Folha de S. Paulo


Estradas da fé

SÃO PAULO - Já se sabia que a abertura de rodovias induz ao desmatamento, mas um novo trabalho dos demógrafos José Eustáquio Diniz Alves, Suzana Cavenaghi e Luiz Felipe Walter Barros, do IBGE, mostra que estradas também precipitam mudanças religiosas.

O artigo "A transição religiosa brasileira e o processo de difusão das filiações evangélicas no Rio de Janeiro", que será apresentado no 19º Encontro Nacional de Estudos Populacionais, a realizar-se em São Pedro (SP) nesta semana, analisa os dados do Estado do Rio (que costuma antecipar em duas ou três décadas o que acontecerá com o Brasil em termos de religião) e conclui que a população católica continua perdendo espaço para outras denominações, notadamente os evangélicos pentecostais e neopentecostais. Se as tendências se mantiverem, até 2030 os católicos se tornarão menos de 50% dos brasileiros.

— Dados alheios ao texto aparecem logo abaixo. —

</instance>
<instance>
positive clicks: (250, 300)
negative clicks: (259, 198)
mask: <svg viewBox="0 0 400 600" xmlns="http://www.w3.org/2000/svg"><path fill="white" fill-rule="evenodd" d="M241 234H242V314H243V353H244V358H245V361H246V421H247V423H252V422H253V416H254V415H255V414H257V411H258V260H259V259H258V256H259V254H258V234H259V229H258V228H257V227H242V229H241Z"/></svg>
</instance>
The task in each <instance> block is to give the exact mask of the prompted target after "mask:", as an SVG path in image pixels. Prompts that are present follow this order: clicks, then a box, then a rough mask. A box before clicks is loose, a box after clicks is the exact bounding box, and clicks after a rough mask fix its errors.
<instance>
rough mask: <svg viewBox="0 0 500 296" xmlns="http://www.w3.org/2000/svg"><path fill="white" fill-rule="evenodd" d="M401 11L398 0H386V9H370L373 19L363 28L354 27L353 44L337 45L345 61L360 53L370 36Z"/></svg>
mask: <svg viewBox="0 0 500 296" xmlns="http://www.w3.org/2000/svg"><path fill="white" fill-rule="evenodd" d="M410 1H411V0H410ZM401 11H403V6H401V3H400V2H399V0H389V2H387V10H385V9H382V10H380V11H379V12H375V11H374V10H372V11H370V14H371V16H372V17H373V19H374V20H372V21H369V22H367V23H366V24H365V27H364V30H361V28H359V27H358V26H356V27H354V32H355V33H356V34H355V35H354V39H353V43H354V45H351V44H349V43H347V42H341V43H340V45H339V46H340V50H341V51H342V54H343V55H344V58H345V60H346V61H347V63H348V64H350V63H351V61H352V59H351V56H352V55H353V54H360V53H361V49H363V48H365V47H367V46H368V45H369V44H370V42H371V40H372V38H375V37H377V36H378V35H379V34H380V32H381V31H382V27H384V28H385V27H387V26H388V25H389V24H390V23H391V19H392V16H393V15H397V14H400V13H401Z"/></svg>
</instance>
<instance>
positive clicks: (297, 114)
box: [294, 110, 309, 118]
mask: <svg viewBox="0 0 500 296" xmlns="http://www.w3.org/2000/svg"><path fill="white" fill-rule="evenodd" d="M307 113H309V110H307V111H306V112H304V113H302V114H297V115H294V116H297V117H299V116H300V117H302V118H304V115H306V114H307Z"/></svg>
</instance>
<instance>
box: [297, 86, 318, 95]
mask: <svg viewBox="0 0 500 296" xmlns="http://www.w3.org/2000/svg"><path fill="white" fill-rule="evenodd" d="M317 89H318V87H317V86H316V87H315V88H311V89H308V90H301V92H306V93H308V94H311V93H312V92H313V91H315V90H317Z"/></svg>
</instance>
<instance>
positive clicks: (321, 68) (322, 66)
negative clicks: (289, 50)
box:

Até aí não há muita novidade. Outros estudos dos mesmos autores já haviam apontado essa tendência. O novo trabalho, porém, mostra que a ebulição religiosa é muito mais intensa ao longo dos eixos das duas principais rodovias que cortam o Estado, a Dutra e a BR 101. Nas cidades que margeiam essas estradas, os evangélicos crescem muito mais rapidamente do que em outras áreas.

Esse achado é consistente com a tese de que os evangélicos divulgam sua doutrina e fidelizam seus clientes segundo critérios de mercado e valendo-se de um padrão de contato porta a porta. Possuir rádios e TVs ajuda, mas interações sociais diretas são insubstituíveis.

E o que pensar desse troca-troca religioso e da mercantilização da fé? Embora muitos vejam o fenômeno com maus olhos, creio que ele evidencia um fato auspicioso. No mundo de hoje, as pessoas se sentem aptas a contestar a tradição e decidir por si mesmas a que grupos irão pertencer. Isto é, se quisermos, uma das definições de liberdade.